Provincial Press Release November 26, 2020 @ 12:32 published at 2:52pm
New programs will improve access to trucking jobs and address driver shortages while keeping Albertans safe on the road.
The new Driving Back to Work grant program will make the Mandatory Entry-Level Training (MELT) required to earn a Class 1 commercial licence more affordable. The new Experience and Equivalency program will reduce the time it takes for Class 3 drivers to upgrade to a Class 1 licence. These changes do not affect the high training and safety standards required by MELT in order to keep Alberta’s roads safe.

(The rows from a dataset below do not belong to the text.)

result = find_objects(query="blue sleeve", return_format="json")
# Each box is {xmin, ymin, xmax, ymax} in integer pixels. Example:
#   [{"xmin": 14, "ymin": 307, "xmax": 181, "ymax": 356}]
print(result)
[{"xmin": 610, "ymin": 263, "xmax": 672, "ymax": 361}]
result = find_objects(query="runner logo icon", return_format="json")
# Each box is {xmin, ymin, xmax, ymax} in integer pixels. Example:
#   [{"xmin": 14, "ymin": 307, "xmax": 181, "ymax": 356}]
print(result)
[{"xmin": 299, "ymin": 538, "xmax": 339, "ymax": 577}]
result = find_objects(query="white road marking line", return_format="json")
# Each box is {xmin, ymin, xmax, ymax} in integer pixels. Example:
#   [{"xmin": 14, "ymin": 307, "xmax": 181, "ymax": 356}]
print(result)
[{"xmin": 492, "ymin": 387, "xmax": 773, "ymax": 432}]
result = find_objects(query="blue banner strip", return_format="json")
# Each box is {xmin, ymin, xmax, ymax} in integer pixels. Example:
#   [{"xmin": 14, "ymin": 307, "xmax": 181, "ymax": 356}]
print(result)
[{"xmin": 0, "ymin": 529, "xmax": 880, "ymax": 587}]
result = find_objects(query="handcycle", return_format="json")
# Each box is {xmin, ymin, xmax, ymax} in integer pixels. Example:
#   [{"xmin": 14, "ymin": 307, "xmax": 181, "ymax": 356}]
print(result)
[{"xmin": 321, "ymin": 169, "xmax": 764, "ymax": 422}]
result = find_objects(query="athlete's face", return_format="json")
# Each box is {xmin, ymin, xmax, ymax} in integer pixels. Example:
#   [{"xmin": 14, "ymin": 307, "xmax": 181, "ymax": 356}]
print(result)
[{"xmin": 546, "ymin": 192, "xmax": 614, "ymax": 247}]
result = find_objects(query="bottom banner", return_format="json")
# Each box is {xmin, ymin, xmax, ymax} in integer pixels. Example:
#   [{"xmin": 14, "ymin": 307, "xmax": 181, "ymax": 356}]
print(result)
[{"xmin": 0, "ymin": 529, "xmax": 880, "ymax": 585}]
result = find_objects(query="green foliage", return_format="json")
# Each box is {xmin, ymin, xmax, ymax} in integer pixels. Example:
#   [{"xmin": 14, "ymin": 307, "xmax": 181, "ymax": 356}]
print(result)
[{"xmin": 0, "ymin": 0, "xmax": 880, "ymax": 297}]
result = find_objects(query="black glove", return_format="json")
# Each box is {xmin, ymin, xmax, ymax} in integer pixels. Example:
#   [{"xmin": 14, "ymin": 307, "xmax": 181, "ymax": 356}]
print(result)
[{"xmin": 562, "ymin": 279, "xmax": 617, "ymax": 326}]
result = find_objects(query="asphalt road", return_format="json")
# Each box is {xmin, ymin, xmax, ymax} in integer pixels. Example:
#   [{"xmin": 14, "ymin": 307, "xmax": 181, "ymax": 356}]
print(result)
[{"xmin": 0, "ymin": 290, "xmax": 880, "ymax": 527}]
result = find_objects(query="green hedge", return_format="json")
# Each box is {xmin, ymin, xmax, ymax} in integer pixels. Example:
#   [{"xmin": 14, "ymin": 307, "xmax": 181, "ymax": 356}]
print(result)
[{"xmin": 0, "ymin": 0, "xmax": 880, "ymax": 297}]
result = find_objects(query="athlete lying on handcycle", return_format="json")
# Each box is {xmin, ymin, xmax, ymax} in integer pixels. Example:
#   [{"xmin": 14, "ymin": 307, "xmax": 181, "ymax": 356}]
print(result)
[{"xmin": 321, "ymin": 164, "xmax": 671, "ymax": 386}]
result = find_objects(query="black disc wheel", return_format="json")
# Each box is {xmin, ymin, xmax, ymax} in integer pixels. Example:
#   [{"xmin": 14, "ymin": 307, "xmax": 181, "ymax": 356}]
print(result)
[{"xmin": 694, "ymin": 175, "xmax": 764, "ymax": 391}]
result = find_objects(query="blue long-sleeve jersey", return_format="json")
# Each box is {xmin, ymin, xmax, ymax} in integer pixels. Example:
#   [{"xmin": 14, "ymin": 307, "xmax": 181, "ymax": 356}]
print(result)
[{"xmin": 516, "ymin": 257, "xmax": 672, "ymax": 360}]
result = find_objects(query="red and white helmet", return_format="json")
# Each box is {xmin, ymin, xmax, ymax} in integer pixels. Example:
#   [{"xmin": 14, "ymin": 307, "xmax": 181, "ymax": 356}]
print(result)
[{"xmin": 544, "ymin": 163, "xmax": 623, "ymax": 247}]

“Farmers, foresters, roughnecks and truckers made it clear that cost is the major barrier to hiring Albertans. Providing better paths to earn a Class 1 licence will help deal with a shortage of truckers, getting our goods to market safely. These programs are designed to put Albertans back to work today to build our economy tomorrow.” Ric McIver, Minister of Transportation
“Creating good-paying jobs for Albertans has never been more important. Providing hundreds of unemployed Albertans with financial support so they can train to get behind the wheel safely, and recognizing safe drivers’ experience, will create jobs now and in the future and will ensure that critical supplies continue to flow across our province.” Doug Schweitzer, Minister of Jobs, Economy, and Innovation
“These programs break down costly barriers for unemployed Albertans to gain the skills needed to help address labour shortages in the trucking industry and gets Albertans back to work. By doing so, it also helps to broadly support Alberta’s economic recovery, as trucking connects businesses and communities with the goods they need to succeed.” Jason Copping, Minister of Labour and Immigration
“Assisting with training costs for entry-level commercial drivers and specific programs to upskill and promote experienced commercial drivers will help put Albertans back to work while ensuring essential supply chains remain resilient. This grant will ensure that the new transportation workforce is trained by professional road and safety experts while we continue to address the issue of driver shortages and support Alberta’s economic recovery and diversification. The Alberta Motor Transport Association will continue to advocate for new ways to meet the demands of a more sophisticated and data-driven global supply chain while ensuring the utmost in safety training.” Chris Nash, president, Alberta Motor Transport Association
The $3-million Driving Back to Work grant program will cover up to 90 per cent of the cost of the MELT program for 300 unemployed Albertans to earn a Class 1 commercial truck driver licence.
The Experience and Equivalency Class 1 MELT Training Program will give Class 3 drivers with a minimum of two years of experience the opportunity to take a 40-hour Class 1 training upgrade instead of the 113-hour Class 1 MELT Program, which is focused on brand new drivers.
Alberta’s Recovery Plan is a bold, ambitious long-term strategy to build, diversify, and create tens of thousands of jobs now. By building schools, roads and other core infrastructure we are benefiting our communities. By diversifying our economy and attracting investment with Canada’s most competitive tax environment, we are putting Alberta on a path for a generation of growth.
Mandatory Entry-Level Training (MELT) is a required training program for new Class 1 (tractor-trailer) and Class 2 (bus) drivers taught at driver training schools and organizations across Alberta.
It includes mandatory standardized driver training curriculums with set hours for in-class, in-yard and in-vehicle training.
The cost for MELT training for Class 1 drivers is capped at $10,000, but the current average cost of training across Alberta is $8,900.
Unemployed Albertans must qualify for employment insurance and can apply for the grant online.
Class 1 MELT takes 113 hours to complete. This total does not include the Air Brake program, which is about 8.5 additional hours. Class 2 MELT takes 50 hours. Class 2-S MELT (for school bus drivers) takes 53.5 hours.
After successful completion of the Experience and Equivalency Class 1 MELT Program, all participants will be required to pass the Class 1 MELT knowledge and road tests to obtain their Class 1 commercial driver’s licence.
Albertans will need to apply to Alberta Transportation to ensure they have the needed experience before they are approved to take the Experience and Equivalency Class 1 MELT program.
Alberta is expected to have a shortage of 3,600 commercial truck drivers by 2023.